Wednesday, May 15, 2013

Peace, Love and all that jazz

Thought is so cunning, so clever, that it distorts everything for its own convenience. Thought in its demand for pleasure brings its own bondage. Thought is the breeder of duality in all our relationships: there is violence in us which gives us pleasure but there is also the desire for peace, the desire to be kind and gentle. This is what is going on all the time in all our lives. Thought not only breeds this duality in us, this contradiction, but it also accumulates the innumerable memories we have had of pleasure and pain, and from these memories it is reborn  . - Freedom from the Known,101



This is one of my favorite readings from Jiddu Krishnamurti.  If you do not know anything about Krishnmurti I recommend you Google his name and read about him. I did and I was fascinated about this man. I had already heard of him and his followers. There is a center in Ojai that teaches his philosophy and I was always curious about him. So, recently, I Googled his name...and well the rest is history.


I would prefer not telling you why (at this time) I am so interested in his way of thinking because I would rather you read about him and come to your own conclusion. I feel that it is not my place to try and persuade you. 

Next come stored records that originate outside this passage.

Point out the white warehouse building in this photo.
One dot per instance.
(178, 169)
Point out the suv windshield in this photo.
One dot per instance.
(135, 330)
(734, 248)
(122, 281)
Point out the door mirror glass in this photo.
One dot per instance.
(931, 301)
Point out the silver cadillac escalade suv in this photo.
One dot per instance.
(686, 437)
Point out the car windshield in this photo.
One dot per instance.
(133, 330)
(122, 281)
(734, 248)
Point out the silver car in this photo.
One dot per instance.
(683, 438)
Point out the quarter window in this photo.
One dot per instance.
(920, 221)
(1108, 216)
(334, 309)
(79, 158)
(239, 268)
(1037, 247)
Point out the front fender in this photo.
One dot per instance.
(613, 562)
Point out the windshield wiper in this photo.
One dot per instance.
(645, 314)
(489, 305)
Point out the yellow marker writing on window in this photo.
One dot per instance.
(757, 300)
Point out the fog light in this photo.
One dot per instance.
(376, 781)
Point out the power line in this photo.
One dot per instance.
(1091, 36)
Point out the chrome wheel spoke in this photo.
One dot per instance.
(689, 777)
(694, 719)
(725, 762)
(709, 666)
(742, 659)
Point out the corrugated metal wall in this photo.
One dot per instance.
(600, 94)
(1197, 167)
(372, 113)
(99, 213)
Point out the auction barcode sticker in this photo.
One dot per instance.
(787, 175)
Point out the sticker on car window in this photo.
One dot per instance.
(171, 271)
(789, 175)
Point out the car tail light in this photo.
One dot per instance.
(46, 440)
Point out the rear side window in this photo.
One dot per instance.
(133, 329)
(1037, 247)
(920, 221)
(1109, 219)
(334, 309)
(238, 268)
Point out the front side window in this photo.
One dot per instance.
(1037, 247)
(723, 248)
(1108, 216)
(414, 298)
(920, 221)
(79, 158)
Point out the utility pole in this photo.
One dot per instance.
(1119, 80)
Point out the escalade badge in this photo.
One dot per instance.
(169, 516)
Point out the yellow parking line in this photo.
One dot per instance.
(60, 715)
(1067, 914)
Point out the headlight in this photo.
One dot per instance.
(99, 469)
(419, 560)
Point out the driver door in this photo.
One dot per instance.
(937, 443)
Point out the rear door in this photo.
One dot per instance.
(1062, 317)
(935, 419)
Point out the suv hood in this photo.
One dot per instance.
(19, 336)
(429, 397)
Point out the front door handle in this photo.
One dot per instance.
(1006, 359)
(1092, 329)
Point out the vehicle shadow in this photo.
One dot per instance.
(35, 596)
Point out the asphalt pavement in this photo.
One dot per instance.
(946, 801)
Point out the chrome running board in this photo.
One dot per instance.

Recently, I got into a sort of heated exchange with a family member. This person said something towards me and I first put my guard up and did not allow that person to upset me. Then when the attack became vicious, I retaliated.


I was bothered about this for a while. Perhaps I still am. I did not like that I responded the way I did and I see now that has been the way I have responded to other attacks in my past. And, it did not sit well with me.  A few days after the heated exchange I took some time to reflect on why I was upset. It was rather difficult because the more I thought about what took place I just got angrier! I just kept coming up with more reasons to be angry.


 So, I took a different approach. I began to read. I began to read from Krishnamurti and I began to read from various blogs about what it meant to be true to myself.....what it means to be genuine.


When you hear the word "genuine" you might think of "genuine leather" or "genuine thought".  You might think about things that are "real".  So, putting into a different perspective....how does a person become "real"? 


I am sure you have heard people say about other people "He is a real person" or "Hey man, keep it real".  I've said it before and the funny thing is I did not really know what I was saying! 


What does it mean to be real?

To answer that you first have to know a little about yourself. What do you like? What makes you comfortable?  Do you do things because everyone else is doing it? Do you act out of fear? Are you afraid of what someone will say about you? Do you say or do things that are truly in your heart or are you acting out from some other place? A need for power? A need to hide?  Do I always need to be right? Do I think if I act tough people will think I'm strong?

And so it seems the answer is different for everyone. Now..that does not mean if you rationalize your behavior you are keeping it real. And by rationalize I mean making excuses for your behavior. That is not being real. So many of us lie to ourselves about why we do things and the truth to the matter is that we aren't fooling anyone.  Because really, you cannot change the truth.


And so I let these thoughts float around for a while and I continued to read and learn.
The next thing I did was to stop thinking. I moved those thoughts outside of myself and I quieted my mind.

The next day, at one moment I sort of woke up! Almost like that little light bulb came on over my head.  Aha!  That's it! I am not being real. I am making this situation about me and it isn't about me. It is about something outside of me that I seem to have a need to control and that is what is making me angry. There is this negative energy I have allowed to enter into my space and I continue to feed it...to nourish it. I need to let it go. I need to stop making things about me. Stop bringing my thoughts to my center and let them just be.


When I realized this notion the next thing I felt was this beautiful unconditional love. I felt it all around me and it was so calming. I immediately began to see what was really important to me. I began to see that what I needed to do was cherish the love around me and not allow what I cannot control to consume me. I cannot allow those who do not love me or wish harm to me to be in my thoughts.  Perhaps I have done something to them that has caused harm? And if that is true, I suppose I owe it to them to talk to them about it and to apologize. Once I apologize I must leave it. I must accept my part in it, apologize if I caused harm and then leave it. 

A day later I heard my Mother speak to me. And for you scientists, I suppose I felt her energy within me.  But I distinctly heard her speak to me. It was her voice but she sounded so loving. She said " It's true Mejia. Just have love in your heart and nothing else will matter.  I have found it and I am so happy".

I suppose in some ways I am grateful for the conflict. Conflict is struggle and once I got away from the struggle I was embraced with love. Love in my heart. Love all around me.  Where there is love there is no struggle.  There is no thought. There is only pure love. Love for my sons. Love for my sons' wife. Love for those who love me and love for those who despise me. 

So, does that mean I will never feel pain or hurt?  Of course not. I am not perfect and I will need to practice this exercise of living in the moment...of calming my mind. And when I stop is when the conflict enters.  Oye vey.....I have a long, long way to go!

However, with love my mind is calm....my world is joyous and my heart is full.